On 5/18/21 5:29 PM, Christian König wrote:


Am 18.05.21 um 17:25 schrieb Thomas Hellström:

On 5/18/21 5:17 PM, Christian König wrote:


Am 18.05.21 um 17:11 schrieb Thomas Hellström:

On 5/18/21 5:07 PM, Christian König wrote:
Am 18.05.21 um 16:55 schrieb Thomas Hellström:
From: Maarten Lankhorst <maarten.lankhorst@xxxxxxxxxxxxxxx>

This allows other drivers that may not setup the vma in the same way
to use the ttm bo helpers.

Uff can you please explain why exactly you need that?

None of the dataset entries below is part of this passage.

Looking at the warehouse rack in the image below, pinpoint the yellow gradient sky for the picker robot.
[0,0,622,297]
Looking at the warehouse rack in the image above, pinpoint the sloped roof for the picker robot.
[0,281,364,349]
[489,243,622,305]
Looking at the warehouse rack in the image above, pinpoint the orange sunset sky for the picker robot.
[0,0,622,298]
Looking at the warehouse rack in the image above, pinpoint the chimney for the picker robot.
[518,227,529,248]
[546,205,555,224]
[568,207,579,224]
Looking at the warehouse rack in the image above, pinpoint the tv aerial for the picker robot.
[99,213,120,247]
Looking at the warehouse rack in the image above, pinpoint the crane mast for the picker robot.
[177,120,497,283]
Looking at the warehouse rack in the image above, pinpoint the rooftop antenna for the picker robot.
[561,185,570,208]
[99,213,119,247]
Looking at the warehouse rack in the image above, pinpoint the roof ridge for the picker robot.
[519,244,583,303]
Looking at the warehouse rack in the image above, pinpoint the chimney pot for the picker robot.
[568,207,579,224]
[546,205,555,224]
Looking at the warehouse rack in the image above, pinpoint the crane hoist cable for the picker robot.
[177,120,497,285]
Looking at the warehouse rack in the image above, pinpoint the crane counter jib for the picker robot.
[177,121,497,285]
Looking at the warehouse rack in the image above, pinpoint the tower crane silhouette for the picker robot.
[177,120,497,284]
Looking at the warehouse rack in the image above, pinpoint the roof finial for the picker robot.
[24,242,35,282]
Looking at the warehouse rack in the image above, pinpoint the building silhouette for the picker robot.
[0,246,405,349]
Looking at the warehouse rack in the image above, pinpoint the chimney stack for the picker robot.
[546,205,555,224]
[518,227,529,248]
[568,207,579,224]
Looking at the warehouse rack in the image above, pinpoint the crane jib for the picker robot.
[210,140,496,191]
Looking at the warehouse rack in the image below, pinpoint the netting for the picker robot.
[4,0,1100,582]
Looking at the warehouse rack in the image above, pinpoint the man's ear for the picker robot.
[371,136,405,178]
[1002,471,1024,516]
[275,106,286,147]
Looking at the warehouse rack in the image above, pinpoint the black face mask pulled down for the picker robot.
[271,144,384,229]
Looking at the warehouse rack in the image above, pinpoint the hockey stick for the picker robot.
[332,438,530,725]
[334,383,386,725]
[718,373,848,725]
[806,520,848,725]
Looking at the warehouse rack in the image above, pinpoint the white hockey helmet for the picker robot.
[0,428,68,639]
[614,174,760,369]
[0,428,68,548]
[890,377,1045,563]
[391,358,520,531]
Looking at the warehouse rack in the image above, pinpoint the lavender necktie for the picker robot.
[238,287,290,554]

Providing the BO is not much of a problem, but having the BO at different VMA offsets is really a no-go with TTM.

Christian.

The current i915 uapi is using different offsets for different caching :/. We're currently working around that by using ttm_bo_type_kernel (no TTM vma offset at all) and i915's offset.

Can you instead adjust the offset in the mmap callback like we do for dma-buf?
Will have to take a look.

That's really a no-go what you describe here because it will mess up reverse mapping lockup for buffer movement.

You mean the unmap_mapping_range() stuff? That's not a problem since it's a NOP for kernel ttm buffers, and the i915 move() / swap_notify() takes care of killing the ptes.

That design is a certain NAK from my side for upstreaming this.

PTE handling is the domain of TTM, drivers should never mess with that directly.

Hmm. May I humbly suggest a different view on this:

I agree fully for ttm_bo_type_device bos but for ttm_bo_type_kernel, TTM has no business whatsoever with user-space PTEs. That's really why that bo type exists in the first place. But otoh one can of course argue that then i915 has no business calling the TTM fault helper for these bos.

Well the real question is why does i915 wants to expose kernel BOs to userspace? As the name says only the kernel should be able to access them.

I'd say "kernel" of course refers to how TTM handles them.



So for discrete we can probably do the right thing with ttm_bo_type_device. What worries me a bit is when we get to older hardware support because whatever we do is by definition going to be ugly. At best we might be able to split the address space between i915's mmos, and hand the rest to TTM, modifying offsets as you suggest. That way a TTM call to unmap_mapping_range() would do the right thing, I think.

Well we do all kind of nasty stuff with the offset in DMA-buf, KFD, overlayfs etc. So adjusting the offset inside the kernel is already well supported and used.

What I don't fully understand is your use case here? Can you briefly describe that?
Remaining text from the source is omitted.